The following program counts the number of south-easterly paths through a regular grid of city streets. Inputs are the number of streets between the start point and end points, inclusively. So, if the points are 2 blocks apart in either direction then my inputs are x=3 and y=3.

public class BlockWalk {
  public static void main(String[] args) {
    int width = Integer.parseInt(args[0]);
    int height = Integer.parseInt(args[1]);

    System.out.println("There are " + (new BlockWalk(width, height)).countPaths() + " paths through a " + width + "x" + height + " grid.");
  }

  private int width, height;

  public BlockWalk(int width, int height) {
    this.width = width;
    this.height = height;
  }

  public int countPaths() {
    return countPathsFrom(0, 0);
  }

  private int countPathsFrom(int x, int y) {
    if (x == width - 1 && y == height - 1) 
      return 1;
    else if (x == width - 1 && y < height - 1)
      return countPathsFrom(x, y + 1);
    else if (x < width - 1 && y == height - 1)
      return countPathsFrom(x + 1, y);
    else 
      return countPathsFrom(x + 1, y) + countPathsFrom(x, y + 1);
  }
}

This isn't an optimal solution, but it works.

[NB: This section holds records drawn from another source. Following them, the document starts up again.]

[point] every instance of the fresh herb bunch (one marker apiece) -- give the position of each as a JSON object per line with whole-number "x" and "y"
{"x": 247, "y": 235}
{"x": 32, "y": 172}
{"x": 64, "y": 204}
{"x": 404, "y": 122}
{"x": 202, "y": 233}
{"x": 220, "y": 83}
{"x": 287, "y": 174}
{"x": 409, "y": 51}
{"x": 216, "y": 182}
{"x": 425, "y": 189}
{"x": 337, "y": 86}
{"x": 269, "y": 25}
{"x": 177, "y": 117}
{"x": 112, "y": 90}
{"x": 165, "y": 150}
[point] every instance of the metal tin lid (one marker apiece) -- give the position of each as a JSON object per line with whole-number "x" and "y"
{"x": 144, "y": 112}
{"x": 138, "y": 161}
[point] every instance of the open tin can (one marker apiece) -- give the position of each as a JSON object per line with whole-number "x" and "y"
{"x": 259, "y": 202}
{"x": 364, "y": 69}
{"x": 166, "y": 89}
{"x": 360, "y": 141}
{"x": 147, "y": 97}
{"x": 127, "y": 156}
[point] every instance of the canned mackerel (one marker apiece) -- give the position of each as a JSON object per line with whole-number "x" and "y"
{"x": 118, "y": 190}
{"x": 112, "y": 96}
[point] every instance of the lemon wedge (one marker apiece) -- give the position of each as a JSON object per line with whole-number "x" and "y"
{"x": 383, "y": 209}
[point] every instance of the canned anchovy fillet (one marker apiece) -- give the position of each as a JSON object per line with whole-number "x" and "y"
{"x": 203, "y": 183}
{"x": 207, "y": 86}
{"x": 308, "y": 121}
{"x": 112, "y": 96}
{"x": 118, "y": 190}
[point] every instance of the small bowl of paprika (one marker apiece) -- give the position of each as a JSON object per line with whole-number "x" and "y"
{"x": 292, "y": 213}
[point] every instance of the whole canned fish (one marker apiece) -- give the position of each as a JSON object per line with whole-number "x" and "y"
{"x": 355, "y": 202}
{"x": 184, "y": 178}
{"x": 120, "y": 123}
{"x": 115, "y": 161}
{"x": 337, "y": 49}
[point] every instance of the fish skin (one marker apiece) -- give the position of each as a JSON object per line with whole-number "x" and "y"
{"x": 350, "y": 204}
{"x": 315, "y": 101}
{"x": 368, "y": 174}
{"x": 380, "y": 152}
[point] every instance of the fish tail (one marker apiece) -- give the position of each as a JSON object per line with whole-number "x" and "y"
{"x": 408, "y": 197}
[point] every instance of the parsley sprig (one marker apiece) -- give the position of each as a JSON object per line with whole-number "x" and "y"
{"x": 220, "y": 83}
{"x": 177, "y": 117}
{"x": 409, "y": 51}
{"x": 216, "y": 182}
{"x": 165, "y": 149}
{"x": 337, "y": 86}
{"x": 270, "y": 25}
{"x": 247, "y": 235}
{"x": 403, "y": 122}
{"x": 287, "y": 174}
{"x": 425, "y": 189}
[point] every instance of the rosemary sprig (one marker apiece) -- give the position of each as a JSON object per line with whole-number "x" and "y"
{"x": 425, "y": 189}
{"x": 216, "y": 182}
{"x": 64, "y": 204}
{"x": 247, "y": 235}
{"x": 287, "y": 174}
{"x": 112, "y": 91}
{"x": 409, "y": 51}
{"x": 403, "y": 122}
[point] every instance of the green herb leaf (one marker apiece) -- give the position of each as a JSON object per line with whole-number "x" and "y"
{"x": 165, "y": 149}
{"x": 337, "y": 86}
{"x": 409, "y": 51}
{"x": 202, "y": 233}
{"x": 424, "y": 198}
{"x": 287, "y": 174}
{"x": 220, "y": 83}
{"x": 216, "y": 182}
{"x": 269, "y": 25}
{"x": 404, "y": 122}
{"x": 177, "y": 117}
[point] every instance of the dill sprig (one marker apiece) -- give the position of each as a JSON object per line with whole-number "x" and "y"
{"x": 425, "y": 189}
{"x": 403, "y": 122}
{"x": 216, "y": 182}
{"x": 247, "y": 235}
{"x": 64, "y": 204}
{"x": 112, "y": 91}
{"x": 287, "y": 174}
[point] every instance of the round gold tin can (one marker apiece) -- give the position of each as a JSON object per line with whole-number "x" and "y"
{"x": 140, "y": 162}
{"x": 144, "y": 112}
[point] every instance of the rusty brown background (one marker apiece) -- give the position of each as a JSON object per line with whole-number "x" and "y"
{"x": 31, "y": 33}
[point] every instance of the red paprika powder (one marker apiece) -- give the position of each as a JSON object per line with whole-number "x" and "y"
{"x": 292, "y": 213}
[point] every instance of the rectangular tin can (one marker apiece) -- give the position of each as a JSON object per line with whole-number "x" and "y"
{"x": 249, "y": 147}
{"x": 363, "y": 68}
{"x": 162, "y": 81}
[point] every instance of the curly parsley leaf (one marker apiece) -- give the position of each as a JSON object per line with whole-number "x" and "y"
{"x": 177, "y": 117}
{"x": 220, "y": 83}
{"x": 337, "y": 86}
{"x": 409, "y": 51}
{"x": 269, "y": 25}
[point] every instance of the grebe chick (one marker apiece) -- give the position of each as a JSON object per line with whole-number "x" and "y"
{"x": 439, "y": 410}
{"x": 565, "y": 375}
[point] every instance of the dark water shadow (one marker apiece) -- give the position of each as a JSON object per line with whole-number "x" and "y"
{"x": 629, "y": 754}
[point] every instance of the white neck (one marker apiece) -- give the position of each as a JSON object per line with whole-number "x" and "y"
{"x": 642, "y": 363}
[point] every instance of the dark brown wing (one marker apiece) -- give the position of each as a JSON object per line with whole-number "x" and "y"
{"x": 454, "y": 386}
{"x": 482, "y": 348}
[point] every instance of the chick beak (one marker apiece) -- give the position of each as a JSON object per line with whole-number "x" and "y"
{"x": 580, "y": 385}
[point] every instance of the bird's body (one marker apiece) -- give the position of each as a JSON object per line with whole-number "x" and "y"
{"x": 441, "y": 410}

To optimize it you could maintain a table of partial solutions. Because the solution is recursive you can see that the solution for a 4x4 grid involves computing the solutions for both a 3x4 and a 4x3 grid and adding them together. Now you know that the the number of paths through a 3x4 are the same as the number of paths through a 4x3 grid. So no sense in computing the values for both. Once you have one of the answers stick it in a table. And always check the table before computing an answer. Not sure if that made sense... maybe if I'm bored another night I'll update with a code sample.